Computer Ethics, Fall 2012

Corboy Law 423; Thursdays, 4:15-6:45
Week 1

Goals:
Example: is file-sharing stealing, if nobody lost anything?

Overview of some issues:
         


Week 1 Readings

Read all of chapter 1 and the first three sections of chapter 4, especially:
    kill switches in 1.2.1
    cellphone case-study in 1.2.2
    What is ethics? 1.4.1
    What is intellectual property?: §4.1.1



  
Michael Eisner's June 2000 statement to Congress (edited, from Halbert & Ingulli 2004).



1.4.2: ethical theories
There are two great (classes of) ethical theories:
    1. Deontological: rules-based; we have fundamental duties we owe others
    2. Utilitarian: consequences-based; we establish moral rules for their social utility
    3. Relativism: superficially appealing, but ultimately unsatisfactory

Midterm, final exam [?], 3 papers

Plagiarism rules: be sure ALL quotations are marked as such, and also cited.

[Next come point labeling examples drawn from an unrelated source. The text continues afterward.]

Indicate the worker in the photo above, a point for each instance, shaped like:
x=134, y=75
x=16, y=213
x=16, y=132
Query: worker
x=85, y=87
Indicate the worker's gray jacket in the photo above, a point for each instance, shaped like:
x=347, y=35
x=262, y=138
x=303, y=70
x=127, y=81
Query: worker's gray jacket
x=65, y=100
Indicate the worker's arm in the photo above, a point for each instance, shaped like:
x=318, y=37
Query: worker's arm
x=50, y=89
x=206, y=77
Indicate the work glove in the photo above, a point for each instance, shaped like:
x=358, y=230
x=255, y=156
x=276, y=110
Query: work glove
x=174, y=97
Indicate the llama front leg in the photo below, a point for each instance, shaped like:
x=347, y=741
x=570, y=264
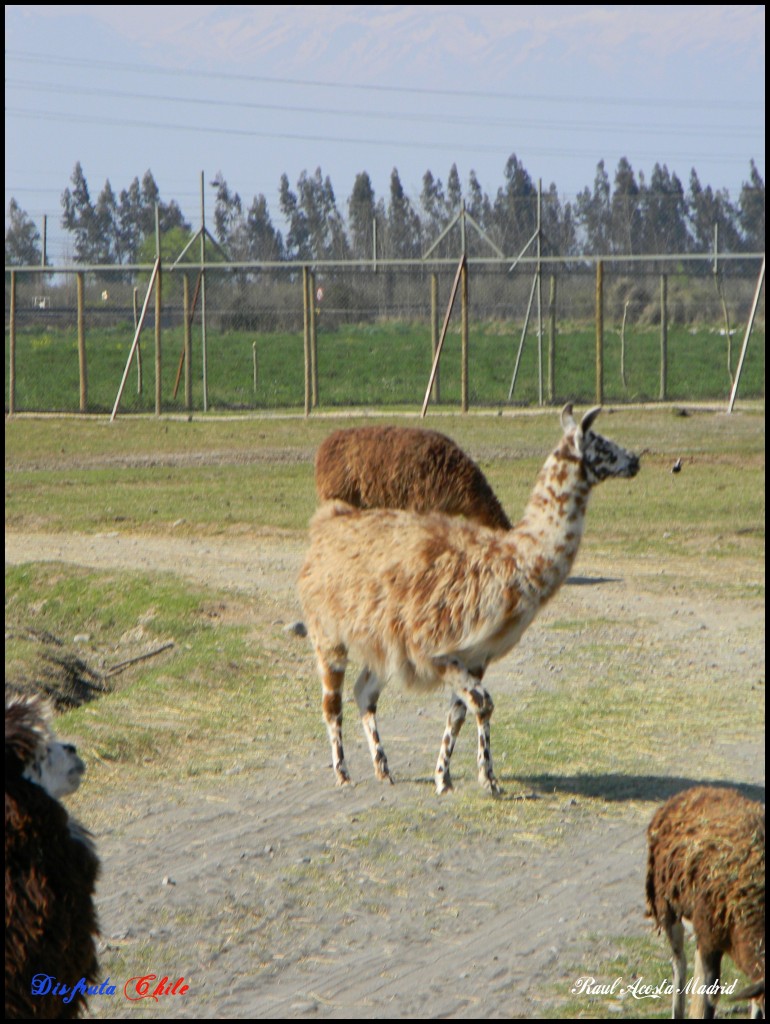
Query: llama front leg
x=367, y=691
x=332, y=679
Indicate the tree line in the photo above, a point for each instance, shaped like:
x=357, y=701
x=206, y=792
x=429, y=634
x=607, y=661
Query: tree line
x=628, y=215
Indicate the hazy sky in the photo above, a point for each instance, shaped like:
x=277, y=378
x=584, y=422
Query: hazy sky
x=255, y=91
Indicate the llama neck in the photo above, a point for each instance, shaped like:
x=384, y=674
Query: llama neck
x=549, y=534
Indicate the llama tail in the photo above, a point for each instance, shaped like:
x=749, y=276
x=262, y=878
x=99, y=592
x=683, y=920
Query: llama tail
x=332, y=510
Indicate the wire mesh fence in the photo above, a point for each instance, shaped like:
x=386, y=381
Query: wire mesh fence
x=284, y=336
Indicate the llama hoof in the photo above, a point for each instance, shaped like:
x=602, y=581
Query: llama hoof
x=492, y=786
x=443, y=784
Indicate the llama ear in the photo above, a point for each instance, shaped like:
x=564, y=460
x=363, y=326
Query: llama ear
x=567, y=420
x=589, y=418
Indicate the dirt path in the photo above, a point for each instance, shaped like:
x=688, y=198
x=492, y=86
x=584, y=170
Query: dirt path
x=282, y=905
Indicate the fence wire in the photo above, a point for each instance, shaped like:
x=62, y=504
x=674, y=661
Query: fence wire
x=671, y=329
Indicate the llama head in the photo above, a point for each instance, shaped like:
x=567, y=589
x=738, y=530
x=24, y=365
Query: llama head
x=31, y=744
x=56, y=768
x=600, y=457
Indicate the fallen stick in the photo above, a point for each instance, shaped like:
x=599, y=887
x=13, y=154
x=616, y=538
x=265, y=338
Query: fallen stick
x=139, y=657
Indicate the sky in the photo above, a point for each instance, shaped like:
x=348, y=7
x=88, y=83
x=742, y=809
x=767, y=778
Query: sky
x=255, y=91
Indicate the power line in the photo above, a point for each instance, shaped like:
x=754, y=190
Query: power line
x=451, y=144
x=60, y=89
x=113, y=67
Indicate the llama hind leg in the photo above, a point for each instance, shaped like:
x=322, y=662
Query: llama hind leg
x=481, y=704
x=469, y=694
x=332, y=680
x=675, y=933
x=455, y=719
x=367, y=691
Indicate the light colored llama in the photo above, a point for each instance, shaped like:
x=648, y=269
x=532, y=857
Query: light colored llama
x=433, y=599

When you write, be sure you organize your points clearly and address the question. Grammar and style count for MUCH less!



Case study 1

In the previous edition of Baase, there was a case study on the introduction of ATM banking machines and cell phones. Here were some potential consequences of ATMs that people were once worried about:
Walter Wriston was CEO of CitiBank in the 1970's when ATMs were then widely deployed in New York City. Wriston was at one point credited with the realization that many if not most New Yorkers actually preferred ATMs to using human tellers; they did not particularly like that form of human contact. [source: newspaper article I read long ago]

Furthermore, ATMs are available when it's convenient for you; many banks still have very limited late hours.

As for unemployment, Baase had data that tell a different story:
    1983   480,000
    1993   301,000    ( this drop was due in part to ATMs)
    2006   600,000   Wow!

As for the electronic trail, that exists equally for teller transactions. If you live in a small town, the ATM is likely to offer greater privacy.

One proposal for addressing ATM crime is to give patrons a "duress PIN", eg their regular PIN backwards. The main reason this has never been implemented is that there appears to be little need for it.

Case study 2

Regarding cellphones, here is a list of issues from Baase 4§1.2.1
  1. more outdoor risk-taking
  2. talking while driving
  3. texting while driving
  4. courtesy & rudeness (see the "I've got pressure" sidebar on p 13)
  5. cameras, lack of awareness of them, and privacy (again, see the "I've got pressure" sidebar)
  6. status-symbol division (once this was seen as a past issue. Then the iPhone came along)
  7. organizing flash mobs
  8. location tracking
  9. setting off IEDs
What do you think of Baase's quote that "more folks have access to a cellphone than to a toilet"? [Diamandis & Kotler]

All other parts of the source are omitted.